Here is a list of bad fats (saturated and trans fat) that are not recommended and should only be used in extreme moderation – or eliminated from your diet altogether.

  • Whole-fat dairy products (milk and cream)
  • High-fat cheeses
  • Ice cream and ice cream products
  • Palm and coconut oil
  • Commercially-baked pastries, cookies, doughnuts, muffins, cakes, pizza dough
  • Packaged snack foods (crackers, microwave popcorn, chips)
  • Vegetable shortening
  • High-fat cuts of meat (beef, lamb, pork)
  • Fried foods (French fries, fried chicken, chicken nuggets, breaded fish)
  • Stick margarine
  • Butter
  • Chicken with the skin
  • Candy bars
  • Lard

And lastly, I will break down the differences between the various kinds of fats into four different categories this time; Good, Great, Bad, & Killer Fats.

Good, Great, Bad, & Killer Fats

Great Fats – Omega-3 fats are considered to be great fats. They can be found in flax seeds.

Good Fats – Monounsaturated fats are good fats that can be found in nuts and avocados

Bad Fats – Saturated fats are considered bad fats. Saturated fats are found primarily in meat and dairy products.
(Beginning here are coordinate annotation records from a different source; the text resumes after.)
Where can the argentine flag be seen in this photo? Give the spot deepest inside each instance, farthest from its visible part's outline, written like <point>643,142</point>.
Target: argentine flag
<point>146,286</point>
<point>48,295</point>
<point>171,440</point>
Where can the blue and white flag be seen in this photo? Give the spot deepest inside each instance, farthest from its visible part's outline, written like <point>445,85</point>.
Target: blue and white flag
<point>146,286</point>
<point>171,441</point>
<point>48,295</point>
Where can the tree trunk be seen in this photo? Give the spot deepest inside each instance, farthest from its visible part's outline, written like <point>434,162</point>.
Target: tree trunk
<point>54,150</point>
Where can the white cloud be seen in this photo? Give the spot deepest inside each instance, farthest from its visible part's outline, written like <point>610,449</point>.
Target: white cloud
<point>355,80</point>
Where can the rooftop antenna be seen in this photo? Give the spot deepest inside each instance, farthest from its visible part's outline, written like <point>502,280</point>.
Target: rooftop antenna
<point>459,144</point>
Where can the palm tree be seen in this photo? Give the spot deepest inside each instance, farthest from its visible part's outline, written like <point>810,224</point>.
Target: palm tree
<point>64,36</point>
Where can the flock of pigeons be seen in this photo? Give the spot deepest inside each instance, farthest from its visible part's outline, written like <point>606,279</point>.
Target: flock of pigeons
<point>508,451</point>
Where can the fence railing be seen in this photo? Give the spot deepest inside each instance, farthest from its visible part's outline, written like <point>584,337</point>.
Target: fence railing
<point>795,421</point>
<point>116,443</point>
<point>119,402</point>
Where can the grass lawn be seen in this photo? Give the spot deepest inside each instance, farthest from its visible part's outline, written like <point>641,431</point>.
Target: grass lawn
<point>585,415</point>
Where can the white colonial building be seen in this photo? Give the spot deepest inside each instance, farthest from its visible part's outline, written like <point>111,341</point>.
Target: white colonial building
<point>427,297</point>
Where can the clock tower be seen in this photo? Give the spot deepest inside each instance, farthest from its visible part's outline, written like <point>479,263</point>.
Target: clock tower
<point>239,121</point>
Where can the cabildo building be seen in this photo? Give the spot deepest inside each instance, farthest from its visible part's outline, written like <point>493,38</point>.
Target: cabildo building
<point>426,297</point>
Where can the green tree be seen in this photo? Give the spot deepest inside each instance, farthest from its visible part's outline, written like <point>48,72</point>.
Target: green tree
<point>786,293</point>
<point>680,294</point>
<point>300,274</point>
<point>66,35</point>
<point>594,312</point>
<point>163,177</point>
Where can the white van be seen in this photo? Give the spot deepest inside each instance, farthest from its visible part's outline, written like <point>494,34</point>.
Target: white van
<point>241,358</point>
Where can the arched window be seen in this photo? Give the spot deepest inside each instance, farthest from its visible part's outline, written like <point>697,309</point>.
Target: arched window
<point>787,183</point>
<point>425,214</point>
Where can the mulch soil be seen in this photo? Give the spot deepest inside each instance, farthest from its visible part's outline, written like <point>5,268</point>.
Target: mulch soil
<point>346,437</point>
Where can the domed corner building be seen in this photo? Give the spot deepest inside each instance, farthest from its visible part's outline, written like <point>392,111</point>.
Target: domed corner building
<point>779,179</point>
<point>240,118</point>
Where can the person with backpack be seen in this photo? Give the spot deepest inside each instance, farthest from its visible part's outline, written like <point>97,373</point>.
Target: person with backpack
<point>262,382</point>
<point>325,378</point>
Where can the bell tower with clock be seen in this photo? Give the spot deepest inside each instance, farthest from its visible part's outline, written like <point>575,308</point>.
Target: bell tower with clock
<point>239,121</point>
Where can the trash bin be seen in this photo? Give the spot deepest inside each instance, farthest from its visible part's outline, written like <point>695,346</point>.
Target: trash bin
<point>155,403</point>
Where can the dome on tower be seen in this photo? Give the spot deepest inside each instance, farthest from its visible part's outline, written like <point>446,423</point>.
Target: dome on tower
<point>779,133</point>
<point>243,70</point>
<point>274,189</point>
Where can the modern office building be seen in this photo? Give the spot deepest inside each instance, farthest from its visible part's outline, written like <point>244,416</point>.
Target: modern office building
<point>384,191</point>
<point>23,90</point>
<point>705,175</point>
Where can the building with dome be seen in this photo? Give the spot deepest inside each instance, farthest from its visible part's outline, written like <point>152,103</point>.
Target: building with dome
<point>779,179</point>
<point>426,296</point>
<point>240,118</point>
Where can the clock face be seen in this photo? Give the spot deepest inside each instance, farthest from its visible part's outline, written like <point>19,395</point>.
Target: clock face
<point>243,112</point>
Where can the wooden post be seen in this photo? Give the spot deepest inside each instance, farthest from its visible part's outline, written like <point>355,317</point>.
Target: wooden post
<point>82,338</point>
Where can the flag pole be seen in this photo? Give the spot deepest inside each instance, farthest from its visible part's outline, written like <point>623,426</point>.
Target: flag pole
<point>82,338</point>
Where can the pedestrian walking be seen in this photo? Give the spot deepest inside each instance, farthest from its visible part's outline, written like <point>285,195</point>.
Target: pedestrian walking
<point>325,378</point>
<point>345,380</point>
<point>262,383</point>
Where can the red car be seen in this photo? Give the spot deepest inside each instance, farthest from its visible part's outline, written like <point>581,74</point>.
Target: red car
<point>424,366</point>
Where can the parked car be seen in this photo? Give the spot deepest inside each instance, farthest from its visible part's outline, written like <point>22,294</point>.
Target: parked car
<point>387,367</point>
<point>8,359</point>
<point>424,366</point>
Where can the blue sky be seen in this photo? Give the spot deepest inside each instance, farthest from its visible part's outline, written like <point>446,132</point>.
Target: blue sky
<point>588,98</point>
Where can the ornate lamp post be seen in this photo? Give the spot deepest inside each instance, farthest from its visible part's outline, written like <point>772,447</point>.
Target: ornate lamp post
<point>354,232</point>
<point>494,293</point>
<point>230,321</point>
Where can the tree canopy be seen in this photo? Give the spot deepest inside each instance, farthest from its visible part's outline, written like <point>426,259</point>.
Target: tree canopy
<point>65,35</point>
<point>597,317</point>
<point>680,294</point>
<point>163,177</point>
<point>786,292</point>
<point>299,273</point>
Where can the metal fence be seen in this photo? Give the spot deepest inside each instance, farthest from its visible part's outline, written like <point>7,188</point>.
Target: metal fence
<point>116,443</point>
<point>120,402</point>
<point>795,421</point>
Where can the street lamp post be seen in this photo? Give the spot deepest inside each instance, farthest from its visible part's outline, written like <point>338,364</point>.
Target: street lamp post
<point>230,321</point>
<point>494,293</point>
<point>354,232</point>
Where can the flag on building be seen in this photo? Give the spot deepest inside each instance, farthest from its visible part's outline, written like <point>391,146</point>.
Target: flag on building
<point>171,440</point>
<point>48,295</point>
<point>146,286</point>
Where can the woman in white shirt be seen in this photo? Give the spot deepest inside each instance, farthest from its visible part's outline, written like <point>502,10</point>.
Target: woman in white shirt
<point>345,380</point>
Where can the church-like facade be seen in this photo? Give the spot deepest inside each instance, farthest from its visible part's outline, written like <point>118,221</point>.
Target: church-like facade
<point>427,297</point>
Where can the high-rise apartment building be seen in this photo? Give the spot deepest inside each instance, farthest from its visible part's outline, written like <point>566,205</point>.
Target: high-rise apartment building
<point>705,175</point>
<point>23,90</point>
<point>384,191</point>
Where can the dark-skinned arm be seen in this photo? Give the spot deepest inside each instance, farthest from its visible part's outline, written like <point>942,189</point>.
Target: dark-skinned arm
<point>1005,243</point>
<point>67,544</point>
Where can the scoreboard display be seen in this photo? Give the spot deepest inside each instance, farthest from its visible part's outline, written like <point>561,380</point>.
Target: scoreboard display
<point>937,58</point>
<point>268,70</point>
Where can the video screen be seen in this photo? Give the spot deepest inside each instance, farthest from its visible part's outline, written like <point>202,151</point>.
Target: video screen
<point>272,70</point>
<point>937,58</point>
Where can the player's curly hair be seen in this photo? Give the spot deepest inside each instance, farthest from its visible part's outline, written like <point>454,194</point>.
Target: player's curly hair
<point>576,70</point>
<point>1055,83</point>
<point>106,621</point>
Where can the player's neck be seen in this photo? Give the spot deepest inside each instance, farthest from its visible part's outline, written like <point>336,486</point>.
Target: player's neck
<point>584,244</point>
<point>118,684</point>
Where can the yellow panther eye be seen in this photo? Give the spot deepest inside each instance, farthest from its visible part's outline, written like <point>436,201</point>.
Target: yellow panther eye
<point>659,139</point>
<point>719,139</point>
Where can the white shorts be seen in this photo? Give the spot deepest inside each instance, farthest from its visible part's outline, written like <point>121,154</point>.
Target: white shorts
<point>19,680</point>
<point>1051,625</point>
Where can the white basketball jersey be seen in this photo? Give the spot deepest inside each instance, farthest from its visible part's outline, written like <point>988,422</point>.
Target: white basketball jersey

Killer Fats – Trans fats are considered to be killer fats. You will find these killer fats in only two places; hydrogenated oils and meat (animal fats) and dairy.

Let’s further the conversation by expanding our discussion on the hydrogenation process.

Hydrogenation Process

In a nutshell, this is a method that the food industry designed for the purpose of creating toxic fats synthetically by hardening vegetable oil in a process called hydrogenation. And what this process does is make them behave more like animal fat.

So are there any benefits to this process? Well, yes there is, but at the expense of human life. Here a couple of benefits of the hydrogenation process.

Benefits of Hydrogenation Process

  1. Longer shelf life
  2. Partially hydrogenated vegetable oils are cheaper than animal fats

However, as indicated, the benefits are at the expense of human life. In fact, if you were to do a cost benefit analysis on this, you would discover that the cost greatly outweigh the benefits.

So the next question that should be asked is this. What intake levels of trans fat are safe? Well, according to the most prestigious scientific body in the United States, the National Academy of Sciences, they concluded that the only safe intake levels of trans fat are zero. In fact, the Academy stated that the tolerable upper daily limit of intake is once again zero. They go on to say that about one fifth of American trans fat intake comes from animal fat.